Product search
Product search is how the assistant finds real things to show a shopper. It reads your live catalogue, never its own memory, and turns matches into rich cards a customer can act on without leaving the chat.
What the assistant searches with
The assistant calls a single grounded tool, search_products, before it recommends anything. That tool accepts five filters, and it composes them so a shopper can be as broad or as specific as they like:
query: free text describing what the customer wants, such as a product name or a need.category: a category slug or name, to scope results to one part of the store.min_price: a lower price bound.max_price: an upper price bound, often the customer's stated budget.on_sale: when true, return only products that are genuinely discounted right now.
A typical request the model makes behind the scenes looks like this:
search_products({
"query": "running shoes",
"category": "footwear",
"max_price": 120,
"on_sale": true
})
Every filter is optional, so "what do you have for under $50?" becomes a simple max_price search, and "show me what is on sale in kitchenware" combines category with on_sale.

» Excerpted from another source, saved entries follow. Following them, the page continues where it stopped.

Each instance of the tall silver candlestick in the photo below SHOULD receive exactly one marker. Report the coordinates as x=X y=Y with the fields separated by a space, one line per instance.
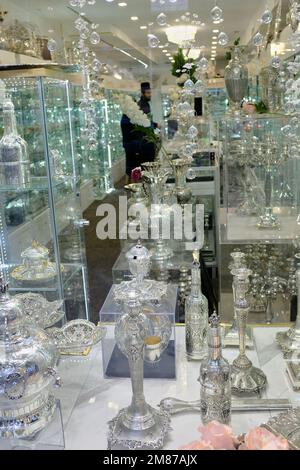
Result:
x=139 y=425
x=230 y=335
x=245 y=378
x=289 y=341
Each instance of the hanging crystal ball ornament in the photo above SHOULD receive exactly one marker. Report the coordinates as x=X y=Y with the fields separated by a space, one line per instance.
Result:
x=203 y=64
x=52 y=45
x=94 y=38
x=161 y=19
x=189 y=85
x=258 y=39
x=199 y=86
x=216 y=14
x=276 y=62
x=267 y=16
x=153 y=41
x=223 y=39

The on-sale filter is honest
When a customer asks about deals, discounts or clearance, the assistant sets on_sale to true and shows only what it returns. The filter keeps just the products that carry a real reduced price, and each card shows that product's actual sale price next to its original.
An optional semantic layer for intent
Out of the box, search runs on WooCommerce keyword matching, so it works on a fresh install with no extra setup. There is also a pluggable semantic layer that understands intent and phrasing a literal keyword search would miss, such as "shoes for flat feet".
When a semantic retriever is registered, the assistant consults it first for free-text queries. The retriever returns ranked product IDs, and those IDs are then resolved against the live catalogue, so price, sale and stock are always read fresh and never come from a cached index. If no retriever is present, or it returns nothing, search quietly falls back to the keyword path. The shopper never sees an error either way.
How results become cards
Results do not arrive as a wall of text. Each product is rendered as a rich card built from live store data, so the customer can read and act in one place. Every card carries:
- the product photo
- the price, with the sale price shown when the item is discounted
- a stock indicator that flags out-of-stock items
- the star rating and review count when the product has reviews
- a View link to the product page
- an Add to cart button
Because the cards already display the photo, price, stock and links, the assistant does not repeat those details in its written reply. It gives a short, grounded recommendation and lets the cards carry the facts.
Variable products get a selector
For a variable product, such as a shirt with several sizes or colours, the card renders a labelled variation selector. The customer picks the specific option, and the chosen variation is what gets added to the cart. Sold-out variations stay visible but disabled, so the full option set is honest about what can actually be bought.
Why this stays trustworthy
- The assistant always searches before it recommends, so it never describes a product it has not looked up.
- Prices, sale flags and stock are read from the live product at the moment of the search, not from any cache or the model's training.
- The on-sale filter only ever surfaces real discounts.
The result is a shopping conversation grounded in your actual catalogue, where what the customer reads is what your store truly has.